Itty Bitty Coffee Shop co-owner Kelley Hughes shows her daughter, Lydia Cabot, 14, how to froth milk at the espresso machine. (Philip Conner photo)

After months of delays, the Itty Bitty Coffee Shop in Harpswell Center will have a “soft opening” from Nov. 28 to Dec. 1.

Starting Dec. 12, the tiny coffee shop — hence its name — will be open every Tuesday-Saturday, from 7:30 a.m. to 1 p.m.

Kelley Hughes and her husband and co-owner, George Cabot IV, had planned to launch the business this past July or August, but were stymied by water issues and by the time it took to obtain state inspections.

“It took months rather than weeks,” said Hughes, who was smiling and seemed only slightly agitated by the setbacks. Cabot said they had to install three different water treatment systems.

The final state inspection was OK’d on Tuesday, Nov. 14. On Friday, Nov. 17, Hughes was readying the shop for business. Cups and saucers were lined up. A menu was on a board with prices for coffee, tea, hot chocolate and espresso. Coffee machines, along with containers for baking supplies, were at the ready. Only the baked goods, most of which she’ll make on-site herself, were missing.

Before the soft opening, Cabot, who helped renovate the building, will hang oversized Itty Bitty signs outside the building. “Look for the open flag,” advised Hughes, in a nod to the daily knocks at the door by would-be customers confounded that the shop seemed ready to serve coffee, yet its doors remained shut.

“I’ve had visitors for months and haven’t been able to open,” she said. “I’m excited to serve them.”  

Hughes is the founder and former owner of Wildflours Gluten-Free Bakery, which she sold in April, “the same week I closed on this building,” she said.

The shop is in historic Harpwell Center, across from the Harpswell Scout Hall and near Elijah Kellogg Church, Centennial Hall, the Harpswell Historical Society Museum, and the 1759 meetinghouse and graveyard.

The building was home to the Harpswell Anchor from 2000-2020. Harpswell News, the nonprofit that has published the Anchor since 2021, has never occupied the building.

Itty Bitty will be “mostly grab and go,” Hughes added, with sitting room for only about a half-dozen people, some on an antique green Victorian sofa she got from the Habitat for Humanity ReStore. In the summer, customers can take a seat on an Adirondack chair on the shop’s lawn. “There will be no Wi-Fi,” she emphasized, noting she’d rather have people talk to one another.

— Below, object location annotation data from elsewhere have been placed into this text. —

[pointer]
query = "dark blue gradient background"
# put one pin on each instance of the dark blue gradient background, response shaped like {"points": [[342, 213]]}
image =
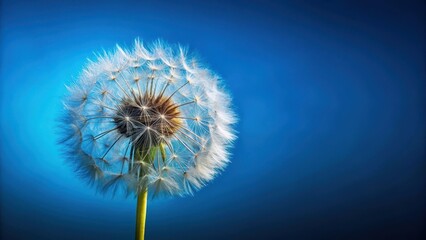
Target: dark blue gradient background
{"points": [[331, 100]]}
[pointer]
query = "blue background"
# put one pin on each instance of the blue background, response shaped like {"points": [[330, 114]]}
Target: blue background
{"points": [[331, 100]]}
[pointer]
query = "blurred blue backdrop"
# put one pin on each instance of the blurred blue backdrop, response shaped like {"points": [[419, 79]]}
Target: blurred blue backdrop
{"points": [[331, 100]]}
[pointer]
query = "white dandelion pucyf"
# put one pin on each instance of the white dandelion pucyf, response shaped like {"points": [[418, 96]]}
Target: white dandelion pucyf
{"points": [[147, 120]]}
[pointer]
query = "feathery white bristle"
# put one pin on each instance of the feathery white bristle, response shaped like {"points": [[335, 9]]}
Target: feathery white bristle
{"points": [[100, 131]]}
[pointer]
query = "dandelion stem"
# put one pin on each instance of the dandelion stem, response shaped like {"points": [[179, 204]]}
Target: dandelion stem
{"points": [[141, 214], [143, 193]]}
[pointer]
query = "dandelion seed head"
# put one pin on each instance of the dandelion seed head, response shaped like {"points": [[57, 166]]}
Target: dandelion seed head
{"points": [[151, 117]]}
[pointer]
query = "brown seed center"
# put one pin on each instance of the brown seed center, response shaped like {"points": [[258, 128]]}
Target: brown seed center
{"points": [[148, 119]]}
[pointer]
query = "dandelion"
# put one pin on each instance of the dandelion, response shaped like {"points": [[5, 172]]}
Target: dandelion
{"points": [[147, 120]]}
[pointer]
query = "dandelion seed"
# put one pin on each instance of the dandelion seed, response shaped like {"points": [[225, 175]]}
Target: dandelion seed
{"points": [[157, 122]]}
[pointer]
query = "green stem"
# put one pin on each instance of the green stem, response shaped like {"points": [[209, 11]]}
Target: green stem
{"points": [[142, 197], [147, 156], [141, 215]]}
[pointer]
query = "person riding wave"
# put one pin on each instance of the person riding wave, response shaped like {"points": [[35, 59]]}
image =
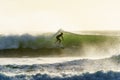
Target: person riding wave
{"points": [[58, 37]]}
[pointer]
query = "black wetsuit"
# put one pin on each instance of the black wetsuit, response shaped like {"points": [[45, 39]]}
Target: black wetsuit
{"points": [[58, 37]]}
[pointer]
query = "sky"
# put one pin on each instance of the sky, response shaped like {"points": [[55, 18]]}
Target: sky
{"points": [[36, 16]]}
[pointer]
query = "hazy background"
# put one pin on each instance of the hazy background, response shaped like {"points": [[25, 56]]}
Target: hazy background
{"points": [[35, 16]]}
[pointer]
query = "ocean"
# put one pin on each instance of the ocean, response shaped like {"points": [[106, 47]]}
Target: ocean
{"points": [[85, 55]]}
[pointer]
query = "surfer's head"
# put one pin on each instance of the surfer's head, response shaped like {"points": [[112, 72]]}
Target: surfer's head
{"points": [[61, 33]]}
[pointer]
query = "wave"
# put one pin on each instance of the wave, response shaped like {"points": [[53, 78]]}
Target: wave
{"points": [[99, 75], [44, 45], [82, 69]]}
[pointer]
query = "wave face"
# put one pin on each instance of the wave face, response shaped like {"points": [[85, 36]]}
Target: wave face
{"points": [[44, 45], [87, 76], [81, 69]]}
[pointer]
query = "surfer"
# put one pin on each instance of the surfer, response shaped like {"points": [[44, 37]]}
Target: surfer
{"points": [[58, 37]]}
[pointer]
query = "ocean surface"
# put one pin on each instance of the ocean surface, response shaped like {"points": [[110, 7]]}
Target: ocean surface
{"points": [[85, 55]]}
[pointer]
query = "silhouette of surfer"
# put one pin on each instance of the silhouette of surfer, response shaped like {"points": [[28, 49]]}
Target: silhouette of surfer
{"points": [[58, 37]]}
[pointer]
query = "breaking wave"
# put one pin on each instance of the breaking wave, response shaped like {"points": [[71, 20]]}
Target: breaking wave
{"points": [[44, 45], [86, 76], [82, 69]]}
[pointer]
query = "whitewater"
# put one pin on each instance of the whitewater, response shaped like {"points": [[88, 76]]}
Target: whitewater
{"points": [[36, 57]]}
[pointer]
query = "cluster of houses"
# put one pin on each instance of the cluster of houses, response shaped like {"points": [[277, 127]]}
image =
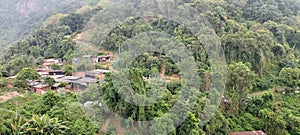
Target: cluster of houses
{"points": [[77, 82]]}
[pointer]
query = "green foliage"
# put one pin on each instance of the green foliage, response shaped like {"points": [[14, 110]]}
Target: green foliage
{"points": [[49, 81], [289, 77], [74, 21], [28, 74], [44, 125], [55, 67], [68, 70]]}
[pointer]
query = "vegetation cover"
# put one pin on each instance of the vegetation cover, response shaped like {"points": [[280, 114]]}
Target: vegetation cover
{"points": [[260, 40]]}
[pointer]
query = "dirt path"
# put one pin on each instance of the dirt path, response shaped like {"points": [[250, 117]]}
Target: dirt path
{"points": [[116, 123], [8, 96]]}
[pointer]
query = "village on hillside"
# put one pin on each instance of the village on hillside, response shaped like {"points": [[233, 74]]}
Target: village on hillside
{"points": [[78, 81]]}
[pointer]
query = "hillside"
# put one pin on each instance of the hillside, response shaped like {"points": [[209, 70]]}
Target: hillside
{"points": [[219, 66], [20, 17]]}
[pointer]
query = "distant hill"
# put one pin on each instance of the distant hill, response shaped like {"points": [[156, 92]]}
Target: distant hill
{"points": [[19, 17]]}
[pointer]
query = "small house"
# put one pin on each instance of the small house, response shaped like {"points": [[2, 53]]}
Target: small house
{"points": [[48, 62], [104, 59], [96, 74], [56, 72], [41, 88]]}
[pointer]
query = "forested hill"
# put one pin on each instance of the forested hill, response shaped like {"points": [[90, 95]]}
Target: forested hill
{"points": [[19, 17], [261, 44]]}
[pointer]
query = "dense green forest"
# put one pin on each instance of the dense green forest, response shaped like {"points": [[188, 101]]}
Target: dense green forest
{"points": [[260, 41]]}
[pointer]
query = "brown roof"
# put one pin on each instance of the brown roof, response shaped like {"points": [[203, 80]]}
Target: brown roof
{"points": [[248, 133]]}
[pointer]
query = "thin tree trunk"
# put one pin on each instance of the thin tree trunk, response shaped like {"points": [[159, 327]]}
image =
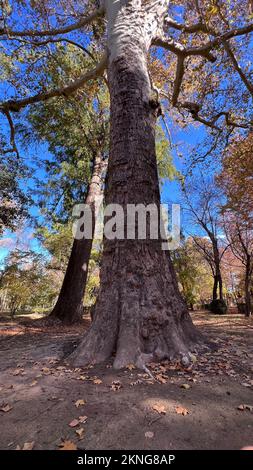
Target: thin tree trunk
{"points": [[140, 315], [69, 306], [220, 287], [215, 287], [247, 288]]}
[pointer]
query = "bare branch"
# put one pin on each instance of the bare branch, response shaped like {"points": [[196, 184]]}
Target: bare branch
{"points": [[55, 41], [178, 49], [54, 31], [66, 91], [14, 148], [179, 79], [194, 28], [237, 67]]}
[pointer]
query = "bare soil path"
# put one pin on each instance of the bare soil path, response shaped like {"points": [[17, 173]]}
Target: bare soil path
{"points": [[46, 404]]}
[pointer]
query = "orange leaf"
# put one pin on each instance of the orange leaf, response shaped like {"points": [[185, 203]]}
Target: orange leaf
{"points": [[68, 445]]}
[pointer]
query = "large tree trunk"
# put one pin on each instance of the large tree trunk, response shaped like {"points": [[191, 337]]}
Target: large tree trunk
{"points": [[140, 314], [69, 306]]}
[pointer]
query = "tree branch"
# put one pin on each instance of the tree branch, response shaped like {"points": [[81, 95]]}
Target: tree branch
{"points": [[55, 31], [194, 28], [16, 105], [53, 41], [14, 148], [237, 67]]}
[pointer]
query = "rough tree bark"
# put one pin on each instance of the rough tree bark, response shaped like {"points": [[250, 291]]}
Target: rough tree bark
{"points": [[140, 314], [69, 306], [218, 284]]}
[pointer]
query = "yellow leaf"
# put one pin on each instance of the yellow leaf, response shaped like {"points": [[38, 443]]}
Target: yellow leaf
{"points": [[80, 403], [80, 433], [185, 386], [160, 409], [182, 411], [68, 445], [5, 408], [74, 423], [97, 381], [28, 446]]}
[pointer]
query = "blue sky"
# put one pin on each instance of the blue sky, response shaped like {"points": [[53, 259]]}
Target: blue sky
{"points": [[24, 237]]}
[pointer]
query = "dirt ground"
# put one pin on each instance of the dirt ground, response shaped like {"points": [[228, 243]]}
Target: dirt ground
{"points": [[45, 404]]}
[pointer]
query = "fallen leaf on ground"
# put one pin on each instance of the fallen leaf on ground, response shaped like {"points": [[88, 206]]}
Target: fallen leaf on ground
{"points": [[80, 433], [28, 446], [67, 445], [74, 423], [83, 419], [245, 407], [80, 403], [33, 383], [182, 411], [160, 409], [116, 385], [97, 381], [5, 408], [185, 386], [161, 379], [149, 435]]}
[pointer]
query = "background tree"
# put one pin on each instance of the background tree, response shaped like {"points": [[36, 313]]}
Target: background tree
{"points": [[239, 232], [26, 283], [193, 272], [203, 200]]}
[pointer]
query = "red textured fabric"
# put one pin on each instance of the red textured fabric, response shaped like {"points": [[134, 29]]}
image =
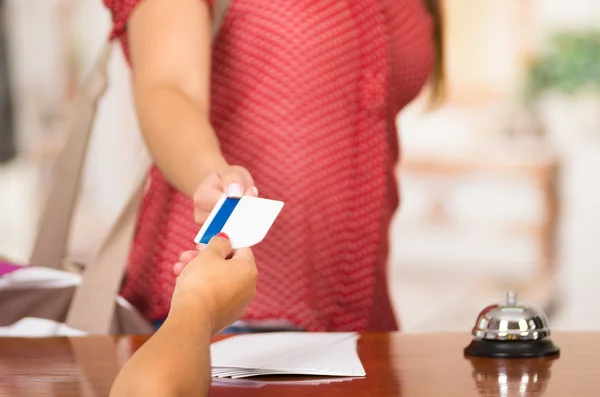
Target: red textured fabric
{"points": [[304, 95]]}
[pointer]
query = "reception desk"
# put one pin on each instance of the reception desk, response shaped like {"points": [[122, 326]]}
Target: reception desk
{"points": [[406, 365]]}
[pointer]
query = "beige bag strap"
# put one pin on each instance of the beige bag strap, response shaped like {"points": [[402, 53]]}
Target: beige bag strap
{"points": [[50, 243], [93, 305]]}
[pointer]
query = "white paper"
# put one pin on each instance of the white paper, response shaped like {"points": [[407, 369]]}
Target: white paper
{"points": [[38, 276], [287, 353], [31, 327]]}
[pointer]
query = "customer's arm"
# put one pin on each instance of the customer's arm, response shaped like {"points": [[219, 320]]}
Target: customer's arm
{"points": [[211, 293]]}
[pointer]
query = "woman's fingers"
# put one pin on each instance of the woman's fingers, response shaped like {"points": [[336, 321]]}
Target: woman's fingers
{"points": [[236, 181]]}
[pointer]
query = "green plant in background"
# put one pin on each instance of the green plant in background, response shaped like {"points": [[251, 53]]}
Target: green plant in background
{"points": [[569, 63]]}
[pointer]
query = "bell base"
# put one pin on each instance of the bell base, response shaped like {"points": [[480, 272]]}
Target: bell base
{"points": [[512, 349]]}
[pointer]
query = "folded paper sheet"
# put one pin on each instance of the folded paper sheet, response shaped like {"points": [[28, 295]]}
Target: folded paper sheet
{"points": [[287, 353]]}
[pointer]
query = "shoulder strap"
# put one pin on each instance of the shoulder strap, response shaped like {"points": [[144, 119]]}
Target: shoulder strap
{"points": [[93, 304], [50, 243]]}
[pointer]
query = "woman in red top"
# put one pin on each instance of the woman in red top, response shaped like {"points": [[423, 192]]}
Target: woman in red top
{"points": [[296, 100]]}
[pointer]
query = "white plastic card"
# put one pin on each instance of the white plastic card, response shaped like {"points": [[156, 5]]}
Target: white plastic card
{"points": [[245, 220]]}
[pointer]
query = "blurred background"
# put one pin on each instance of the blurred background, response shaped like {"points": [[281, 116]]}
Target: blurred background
{"points": [[500, 183]]}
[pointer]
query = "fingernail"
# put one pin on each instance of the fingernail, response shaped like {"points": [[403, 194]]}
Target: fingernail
{"points": [[234, 190], [224, 235]]}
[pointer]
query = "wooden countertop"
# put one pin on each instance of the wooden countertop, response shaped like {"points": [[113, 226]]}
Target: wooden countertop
{"points": [[407, 365]]}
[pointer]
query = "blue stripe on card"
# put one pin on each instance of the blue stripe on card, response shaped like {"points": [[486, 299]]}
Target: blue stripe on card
{"points": [[220, 219]]}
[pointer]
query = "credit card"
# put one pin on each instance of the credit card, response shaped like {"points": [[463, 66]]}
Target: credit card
{"points": [[245, 220]]}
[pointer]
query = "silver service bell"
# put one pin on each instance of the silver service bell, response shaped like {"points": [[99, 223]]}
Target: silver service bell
{"points": [[511, 331]]}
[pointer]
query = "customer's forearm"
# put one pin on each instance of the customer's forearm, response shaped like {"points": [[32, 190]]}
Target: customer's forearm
{"points": [[174, 362], [179, 136]]}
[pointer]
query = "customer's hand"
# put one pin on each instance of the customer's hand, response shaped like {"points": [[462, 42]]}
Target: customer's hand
{"points": [[217, 284], [233, 180]]}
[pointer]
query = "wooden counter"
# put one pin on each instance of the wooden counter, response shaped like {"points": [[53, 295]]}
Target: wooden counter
{"points": [[396, 365]]}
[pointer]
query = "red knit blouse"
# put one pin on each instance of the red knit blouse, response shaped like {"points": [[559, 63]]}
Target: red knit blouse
{"points": [[304, 95]]}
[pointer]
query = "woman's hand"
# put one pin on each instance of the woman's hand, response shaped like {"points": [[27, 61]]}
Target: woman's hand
{"points": [[233, 180], [217, 284]]}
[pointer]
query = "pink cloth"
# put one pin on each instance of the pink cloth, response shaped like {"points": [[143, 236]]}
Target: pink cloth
{"points": [[304, 95]]}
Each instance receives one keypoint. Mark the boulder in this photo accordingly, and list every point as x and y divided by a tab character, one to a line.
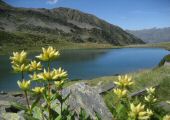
88	98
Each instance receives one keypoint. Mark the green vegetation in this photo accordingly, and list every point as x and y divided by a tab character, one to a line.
120	102
38	27
145	78
154	35
47	102
165	59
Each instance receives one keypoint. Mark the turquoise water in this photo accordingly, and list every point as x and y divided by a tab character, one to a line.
87	64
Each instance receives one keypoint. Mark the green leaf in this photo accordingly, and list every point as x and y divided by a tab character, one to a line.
18	106
59	117
37	113
66	97
35	102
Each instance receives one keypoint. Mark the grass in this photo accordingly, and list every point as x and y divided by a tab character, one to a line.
143	79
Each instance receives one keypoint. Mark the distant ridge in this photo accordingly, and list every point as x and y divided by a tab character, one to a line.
153	35
26	25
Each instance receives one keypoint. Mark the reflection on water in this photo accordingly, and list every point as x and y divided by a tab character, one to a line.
87	64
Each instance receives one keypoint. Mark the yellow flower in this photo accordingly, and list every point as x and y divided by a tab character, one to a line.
24	85
150	98
124	81
38	90
48	54
34	76
18	58
35	66
120	93
166	117
150	90
20	68
47	75
52	75
60	73
59	84
139	112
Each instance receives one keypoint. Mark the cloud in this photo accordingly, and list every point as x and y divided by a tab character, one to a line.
52	1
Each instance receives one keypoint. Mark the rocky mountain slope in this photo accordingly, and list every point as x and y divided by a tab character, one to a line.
42	26
154	35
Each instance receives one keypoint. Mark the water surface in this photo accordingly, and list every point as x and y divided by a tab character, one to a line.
88	64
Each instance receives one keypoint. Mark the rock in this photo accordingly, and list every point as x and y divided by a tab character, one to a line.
102	88
88	98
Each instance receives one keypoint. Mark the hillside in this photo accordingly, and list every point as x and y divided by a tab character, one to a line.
154	35
41	26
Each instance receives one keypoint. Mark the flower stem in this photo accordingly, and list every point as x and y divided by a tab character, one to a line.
26	96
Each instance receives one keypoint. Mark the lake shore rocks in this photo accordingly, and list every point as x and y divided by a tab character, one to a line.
81	96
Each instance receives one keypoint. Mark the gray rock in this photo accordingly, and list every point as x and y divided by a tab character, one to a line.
102	88
88	98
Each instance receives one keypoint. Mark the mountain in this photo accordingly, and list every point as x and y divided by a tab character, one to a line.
154	35
38	26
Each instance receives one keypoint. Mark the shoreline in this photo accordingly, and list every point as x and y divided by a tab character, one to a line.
8	49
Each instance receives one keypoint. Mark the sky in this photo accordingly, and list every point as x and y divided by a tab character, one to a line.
128	14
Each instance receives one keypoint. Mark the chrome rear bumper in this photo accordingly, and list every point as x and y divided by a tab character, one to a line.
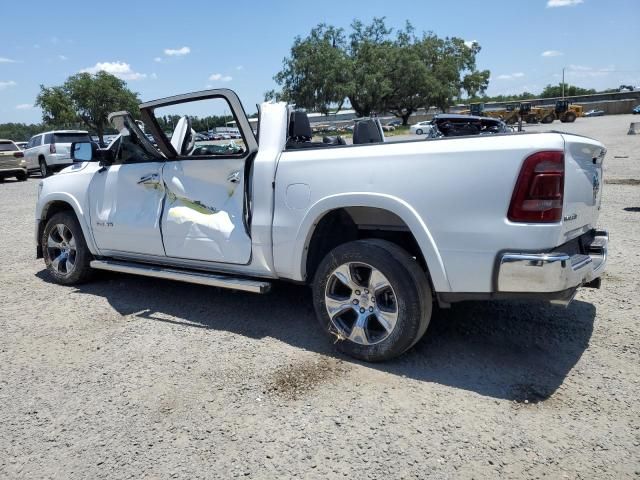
553	271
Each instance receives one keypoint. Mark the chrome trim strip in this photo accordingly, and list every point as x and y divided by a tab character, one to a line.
221	281
553	271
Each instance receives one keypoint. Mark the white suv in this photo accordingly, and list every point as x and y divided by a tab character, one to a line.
49	152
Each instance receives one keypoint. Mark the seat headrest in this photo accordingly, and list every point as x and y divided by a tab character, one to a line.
299	127
366	131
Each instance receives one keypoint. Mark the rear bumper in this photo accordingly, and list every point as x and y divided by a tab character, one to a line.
554	271
10	171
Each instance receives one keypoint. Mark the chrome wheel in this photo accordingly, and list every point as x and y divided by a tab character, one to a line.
361	303
61	247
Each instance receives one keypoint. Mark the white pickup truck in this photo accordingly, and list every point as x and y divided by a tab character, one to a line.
381	231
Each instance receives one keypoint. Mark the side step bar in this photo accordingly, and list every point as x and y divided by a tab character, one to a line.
189	276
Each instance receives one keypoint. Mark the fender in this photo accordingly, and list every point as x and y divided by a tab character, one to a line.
367	199
49	198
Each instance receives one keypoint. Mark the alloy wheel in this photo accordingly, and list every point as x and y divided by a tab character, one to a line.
61	247
361	303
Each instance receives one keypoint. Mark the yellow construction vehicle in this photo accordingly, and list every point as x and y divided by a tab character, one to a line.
563	111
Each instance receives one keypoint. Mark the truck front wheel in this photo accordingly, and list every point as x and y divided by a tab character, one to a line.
65	251
372	298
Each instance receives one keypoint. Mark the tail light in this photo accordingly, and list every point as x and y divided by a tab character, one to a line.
538	194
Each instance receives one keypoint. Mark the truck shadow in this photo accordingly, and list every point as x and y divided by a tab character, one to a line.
506	350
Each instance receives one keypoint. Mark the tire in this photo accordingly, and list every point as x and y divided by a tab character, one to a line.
64	249
45	170
403	300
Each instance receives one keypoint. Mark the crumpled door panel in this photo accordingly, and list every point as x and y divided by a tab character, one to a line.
203	211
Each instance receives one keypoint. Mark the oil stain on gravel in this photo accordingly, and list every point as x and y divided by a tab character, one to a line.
295	381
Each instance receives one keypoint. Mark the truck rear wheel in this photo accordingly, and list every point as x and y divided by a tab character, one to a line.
64	249
373	298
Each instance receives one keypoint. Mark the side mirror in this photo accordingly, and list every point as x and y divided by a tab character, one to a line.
89	152
83	151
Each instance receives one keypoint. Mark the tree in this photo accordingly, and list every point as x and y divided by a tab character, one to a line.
551	91
314	77
377	72
87	98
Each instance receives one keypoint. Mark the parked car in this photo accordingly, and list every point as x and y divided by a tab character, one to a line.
49	152
380	231
12	162
420	127
453	125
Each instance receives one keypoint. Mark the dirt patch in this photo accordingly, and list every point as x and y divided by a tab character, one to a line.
297	380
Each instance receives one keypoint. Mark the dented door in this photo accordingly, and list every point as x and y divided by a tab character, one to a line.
203	218
205	210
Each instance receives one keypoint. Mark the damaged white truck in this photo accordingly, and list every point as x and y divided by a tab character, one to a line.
381	231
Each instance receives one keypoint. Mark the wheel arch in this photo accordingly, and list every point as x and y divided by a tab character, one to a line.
339	208
61	202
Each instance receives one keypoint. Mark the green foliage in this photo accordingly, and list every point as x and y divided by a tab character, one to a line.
19	132
87	99
551	91
377	71
315	75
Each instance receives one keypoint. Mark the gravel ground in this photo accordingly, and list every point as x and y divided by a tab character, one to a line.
128	377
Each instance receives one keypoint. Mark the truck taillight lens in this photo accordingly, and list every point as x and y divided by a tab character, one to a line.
538	194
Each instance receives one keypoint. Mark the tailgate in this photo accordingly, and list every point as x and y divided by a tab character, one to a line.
583	185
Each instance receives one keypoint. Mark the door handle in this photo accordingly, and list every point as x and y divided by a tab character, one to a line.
150	179
234	177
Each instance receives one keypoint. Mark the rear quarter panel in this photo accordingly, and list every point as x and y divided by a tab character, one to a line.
453	194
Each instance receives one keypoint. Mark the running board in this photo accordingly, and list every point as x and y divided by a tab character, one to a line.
189	276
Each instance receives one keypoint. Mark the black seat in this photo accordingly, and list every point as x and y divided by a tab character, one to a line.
367	131
300	134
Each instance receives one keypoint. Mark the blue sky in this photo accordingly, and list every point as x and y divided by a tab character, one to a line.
164	48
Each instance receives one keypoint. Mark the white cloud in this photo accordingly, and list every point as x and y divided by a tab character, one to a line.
581	71
119	69
510	76
177	52
7	84
563	3
218	77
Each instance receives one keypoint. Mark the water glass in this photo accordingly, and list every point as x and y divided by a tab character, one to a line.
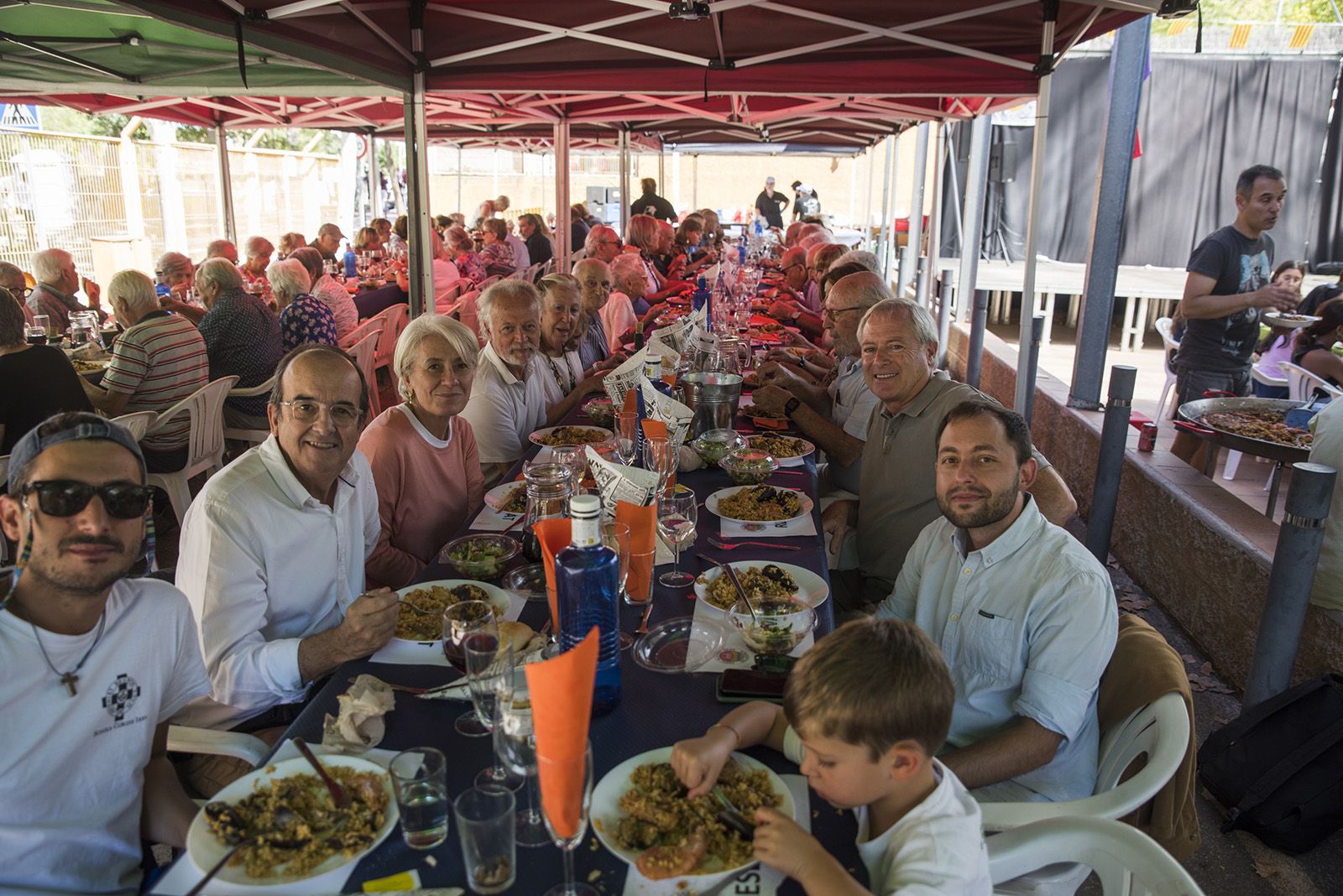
421	786
485	828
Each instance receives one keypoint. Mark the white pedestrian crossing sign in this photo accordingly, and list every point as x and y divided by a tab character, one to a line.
20	116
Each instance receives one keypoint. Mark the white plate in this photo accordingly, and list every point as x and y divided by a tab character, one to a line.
606	804
497	495
541	434
786	461
499	597
812	588
712	504
1279	320
205	849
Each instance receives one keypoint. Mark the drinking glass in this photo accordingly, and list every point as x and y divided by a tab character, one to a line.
485	828
568	844
485	665
677	514
420	779
515	742
469	623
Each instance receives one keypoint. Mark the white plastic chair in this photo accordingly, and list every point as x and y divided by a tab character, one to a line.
1166	327
1158	732
363	352
254	436
138	423
205	443
1302	384
1127	862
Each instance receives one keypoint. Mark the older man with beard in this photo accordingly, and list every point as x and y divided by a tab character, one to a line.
1022	612
96	663
510	396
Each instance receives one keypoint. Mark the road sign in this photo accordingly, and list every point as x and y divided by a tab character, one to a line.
24	117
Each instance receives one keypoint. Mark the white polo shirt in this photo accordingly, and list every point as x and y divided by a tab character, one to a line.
504	411
266	565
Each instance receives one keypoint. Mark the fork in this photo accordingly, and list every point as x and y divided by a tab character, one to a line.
732	548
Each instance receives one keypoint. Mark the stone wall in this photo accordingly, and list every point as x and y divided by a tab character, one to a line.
1194	548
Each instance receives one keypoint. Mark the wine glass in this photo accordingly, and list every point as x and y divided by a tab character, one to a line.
515	743
469	623
570	842
485	665
677	514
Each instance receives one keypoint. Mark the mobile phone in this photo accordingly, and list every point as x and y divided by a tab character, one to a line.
743	685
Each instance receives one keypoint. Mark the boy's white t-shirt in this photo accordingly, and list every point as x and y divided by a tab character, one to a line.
937	849
71	768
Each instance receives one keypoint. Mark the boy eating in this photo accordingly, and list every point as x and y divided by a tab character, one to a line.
864	714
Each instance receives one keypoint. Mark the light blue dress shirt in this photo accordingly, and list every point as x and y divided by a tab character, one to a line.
1027	625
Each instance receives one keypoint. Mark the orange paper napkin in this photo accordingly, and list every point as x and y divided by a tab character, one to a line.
562	707
555	535
644	541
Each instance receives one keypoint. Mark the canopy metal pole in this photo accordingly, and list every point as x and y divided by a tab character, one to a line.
226	188
1127	62
1025	383
908	270
884	231
375	207
416	187
562	196
973	216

A native of Standish, Hughes, 54, and her family live in Brunswick. Hughes will be the only person staffing the coffee shop. She said if there’s a line of customers waiting to be served, they’ll just have to be patient. Her teenage daughter, Lydia Cabot, will help in the summer.

The menu will include coffee drinks made from small-batch-roasted Crossroads Coffee Beans from Rockland, whose motto is “Life’s too short to drink bad coffee.”

There also will be egg sandwiches and a rotating menu of baked goods. But on this day there was no orange juice in a small cooler with bottled water and other juices and drinks. And there won’t be any until the soft opening. “It spoiled every time we thought we were going to open,” she said, and had to be thrown out.

Connie Sage Conner is a retired editor of The Virginian-Pilot. She lives in Harpswell and serves on the Harpswell News Board of Directors.